Por qué Brasil puede avanzar
El equipo de Ancelotti se ha vuelto más estructurado y menos caótico que en ciclos anteriores. Las dos porterías a cero consecutivas confirman un orden defensivo que antes no existía, y arriba la pegada está intacta. Vinícius Júnior llega a cuatro goles tras su doblete a Escocia y es, sencillamente, el jugador con mayor capacidad de romper líneas del torneo. A su lado, Matheus Cunha aporta movilidad y finalización, mientras Bruno Guimarães equilibra el centro y Alisson da seguridad atrás. El regreso de Neymar añade variantes ofensivas, aunque también incógnitas de rotación.
El 4-3-3 flexible que se transforma en 4-1-3-2 o 4-1-4-1 permite a Brasil atacar por fuera y castigar con cambios de orientación. Frente a un Japón que cederá posesión, los duelos de Vinícius contra el costado derecho asiático pueden ser la llave del partido. Y la experiencia individual en eliminatorias pesa: este plantel sabe gestionar momentos calientes.
Por qué Japón puede avanzar
Japón no es invitado de piedra. Su bloque compacto, las distancias cortas entre líneas y la presión coordinada lo convierten en un rival incómodo.

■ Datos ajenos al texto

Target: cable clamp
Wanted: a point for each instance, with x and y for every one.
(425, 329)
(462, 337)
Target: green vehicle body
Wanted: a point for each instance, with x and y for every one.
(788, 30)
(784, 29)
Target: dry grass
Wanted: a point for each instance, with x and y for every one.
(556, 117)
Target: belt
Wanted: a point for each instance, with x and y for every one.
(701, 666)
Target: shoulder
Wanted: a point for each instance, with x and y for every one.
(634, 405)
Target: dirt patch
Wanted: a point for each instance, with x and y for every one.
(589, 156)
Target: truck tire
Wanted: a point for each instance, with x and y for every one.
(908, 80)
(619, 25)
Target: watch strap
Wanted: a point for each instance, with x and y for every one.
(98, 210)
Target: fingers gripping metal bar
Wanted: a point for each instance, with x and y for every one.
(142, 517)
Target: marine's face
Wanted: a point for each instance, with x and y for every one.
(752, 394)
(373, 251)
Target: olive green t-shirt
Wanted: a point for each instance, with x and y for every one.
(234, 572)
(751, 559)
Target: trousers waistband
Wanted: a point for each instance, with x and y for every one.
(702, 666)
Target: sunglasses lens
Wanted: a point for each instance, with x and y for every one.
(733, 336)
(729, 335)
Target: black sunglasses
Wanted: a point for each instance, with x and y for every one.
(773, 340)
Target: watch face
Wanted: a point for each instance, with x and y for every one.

El dato es elocuente: nueve de sus últimos diez goles mundialistas llegaron en segundos tiempos, lo que habla de un equipo que crece con el partido y reacciona bajo presión. Ya remontó dos veces a Países Bajos.
La amenaza vertical de Maeda, Ueda y Nakamura tras robo puede explotar el punto débil brasileño: ese espacio entre centrales y laterales que Marruecos castigó en el debut. Además, su peligro a balón parado quedó claro con el empate por córner en el 88' ante los neerlandeses. Si Brasil deja a sus laterales altos, Japón correrá a la espalda.
Qué factores pueden cambiar el equilibrio
Hay incógnitas de plantilla que conviene vigilar: 365Scores lista a Raphinha como baja en Brasil y a Kubo en Japón, aunque GOAL no confirma ausencias y los onces siguen sin cerrarse. Si Kubo no juega, Japón pierde creatividad entre líneas. El rol de Neymar y la gestión de minutos también influyen. Un gol temprano cambiaría el guión por completo: si Japón se adelanta, obligaría a Brasil a abrirse y exponerse a las transiciones; si Brasil golpea primero, el plan asiático se complica enormemente. La influencia de los cambios y la posible prórroga serán claves en un partido que espero más táctico que abierto.
Pronóstico final y cuotas
El mercado favorece con claridad a Brasil: su victoria se paga 1.79, el empate 3.58 y el triunfo japonés 4.73. Las probabilidades implícitas rondan el 54% para Brasil, 26% para el empate y 19% para Japón. Comparto esa jerarquía. Mi pronóstico principal es la victoria de Brasil a 1.79, sustentado en mayor calidad individual, dos victorias 3-0 seguidas y mejor estado de forma.
Ahora bien, la lógica del partido sugiere un marcador corto. Japón reducirá ritmo y espacios, como hizo ante Suecia, y eso me lleva hacia una opción alternativa con valor: el Total menos de 2.5 a 1.81. El mercado con más value parece ser precisamente ese cruce entre favoritismo brasileño y guión controlado. No espero una goleada, pero sí una victoria por margen ajustado. Por el desarrollo que espero, el resultado más probable sería un 1-0 o 2-0 para Brasil.
Si el partido se igualara y llegara a la prórroga, la mayor profundidad de plantilla y el talento diferencial de Vinícius y Neymar deberían inclinar la balanza hacia los sudamericanos. Mi conclusión es que Brasil avanza a octavos de final, aunque el partido puede ser más cerrado de lo previsto.